Those “yutes”, they are a changin’. Of course they are. Today’s high schoolers have grown up with computers and cell phones and most don’t remember not having them. High schoolers are the ultimate digitized consumers. Perhaps some remember “dial-up” and still have their original AOL accounts, but most have abandoned AOL. In fact many rarely use email at all and have moved to other digitized forms of communication.

According to The Nielsen Company (June 2011), today’s high school grads:

--Send 100 text messages per day! (Obviously as their parents, you must subscribe to the unlimited text plan or be crushed). This is more than twice as much as their 18-24 year old counterparts. So be careful in trying to lump all youth together.

--Talk on their cell phone sparingly. Roughly 17 minutes per day. Why talk when you can text?

--Are not addicted to TV. They watch 11 fewer hours per week than the average American

--However, are leading edge mobile video watchers. They view nearly 3 hours more than mobile users as a whole

--Live in the social media world. Roughly 4/5 visit social networks and blogs, and it’s increasing

Email is so yesterday, so yesterday for them. According to comScore, their data indicates the youngest Internet users are leading the way to abandoning email as a communication device. Twenty-four percent fewer people age 12 to 17 used Web-based email in the past year. Younger consumers use text, Facebook messages, video chat, twitter DM, etc. rather than “old fashioned” email.
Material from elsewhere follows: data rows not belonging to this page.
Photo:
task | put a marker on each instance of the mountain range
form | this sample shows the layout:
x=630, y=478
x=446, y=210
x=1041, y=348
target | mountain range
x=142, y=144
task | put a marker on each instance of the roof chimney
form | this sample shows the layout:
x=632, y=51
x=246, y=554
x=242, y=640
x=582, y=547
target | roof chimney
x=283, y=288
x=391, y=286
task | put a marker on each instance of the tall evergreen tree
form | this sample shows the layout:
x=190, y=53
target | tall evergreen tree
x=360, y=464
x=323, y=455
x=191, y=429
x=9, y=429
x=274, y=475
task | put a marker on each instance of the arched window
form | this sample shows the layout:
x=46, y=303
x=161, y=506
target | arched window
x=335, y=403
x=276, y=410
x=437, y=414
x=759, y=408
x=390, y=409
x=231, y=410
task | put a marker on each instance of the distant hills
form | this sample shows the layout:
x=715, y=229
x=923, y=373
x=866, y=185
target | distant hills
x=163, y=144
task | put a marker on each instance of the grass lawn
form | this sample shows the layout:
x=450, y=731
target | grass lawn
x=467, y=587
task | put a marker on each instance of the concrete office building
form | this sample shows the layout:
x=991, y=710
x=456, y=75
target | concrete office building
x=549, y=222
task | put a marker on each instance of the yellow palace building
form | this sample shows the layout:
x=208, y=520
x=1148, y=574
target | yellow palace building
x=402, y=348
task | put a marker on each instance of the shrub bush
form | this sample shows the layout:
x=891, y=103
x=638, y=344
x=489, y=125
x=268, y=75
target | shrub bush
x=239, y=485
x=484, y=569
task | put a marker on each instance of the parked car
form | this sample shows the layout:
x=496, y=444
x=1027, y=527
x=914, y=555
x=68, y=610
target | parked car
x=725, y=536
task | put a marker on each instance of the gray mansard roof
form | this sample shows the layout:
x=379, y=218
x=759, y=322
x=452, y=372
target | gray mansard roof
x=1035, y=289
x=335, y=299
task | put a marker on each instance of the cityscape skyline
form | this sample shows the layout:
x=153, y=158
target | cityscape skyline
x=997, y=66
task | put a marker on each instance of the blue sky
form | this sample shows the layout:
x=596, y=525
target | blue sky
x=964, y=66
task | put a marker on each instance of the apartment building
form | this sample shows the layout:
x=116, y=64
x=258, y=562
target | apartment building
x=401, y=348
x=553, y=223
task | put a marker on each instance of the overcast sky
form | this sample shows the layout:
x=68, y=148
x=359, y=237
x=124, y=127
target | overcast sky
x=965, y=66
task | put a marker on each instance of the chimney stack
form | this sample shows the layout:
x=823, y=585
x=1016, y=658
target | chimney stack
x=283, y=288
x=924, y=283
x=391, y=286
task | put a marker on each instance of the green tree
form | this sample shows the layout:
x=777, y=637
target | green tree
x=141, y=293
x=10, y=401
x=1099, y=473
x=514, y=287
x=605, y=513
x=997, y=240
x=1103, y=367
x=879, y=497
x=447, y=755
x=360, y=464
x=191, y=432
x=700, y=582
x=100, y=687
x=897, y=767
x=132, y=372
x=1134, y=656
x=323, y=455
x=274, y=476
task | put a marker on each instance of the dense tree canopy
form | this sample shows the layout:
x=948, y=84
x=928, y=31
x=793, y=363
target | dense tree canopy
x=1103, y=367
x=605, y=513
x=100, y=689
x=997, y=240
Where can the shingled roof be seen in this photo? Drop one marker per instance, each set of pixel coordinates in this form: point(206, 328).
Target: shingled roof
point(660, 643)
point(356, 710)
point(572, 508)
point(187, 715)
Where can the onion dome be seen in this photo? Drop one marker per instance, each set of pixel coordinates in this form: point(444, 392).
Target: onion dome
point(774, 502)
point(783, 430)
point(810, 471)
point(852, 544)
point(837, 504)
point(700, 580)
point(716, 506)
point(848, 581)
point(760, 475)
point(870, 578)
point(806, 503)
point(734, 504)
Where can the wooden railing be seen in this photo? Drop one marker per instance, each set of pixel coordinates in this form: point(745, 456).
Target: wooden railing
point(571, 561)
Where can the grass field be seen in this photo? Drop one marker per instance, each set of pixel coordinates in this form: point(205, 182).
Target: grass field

Obviously their primary means of communication for today’s high schoolers is through their cell phones which have also become their bedtime sleeping companions. Furthermore, smartphones, along with their pricey data plans, are rapidly becoming standard fare for many high schoolers.

Once again the past is no longer a predictor of the future, and understanding how different age segments communicate is critical to successful marketing.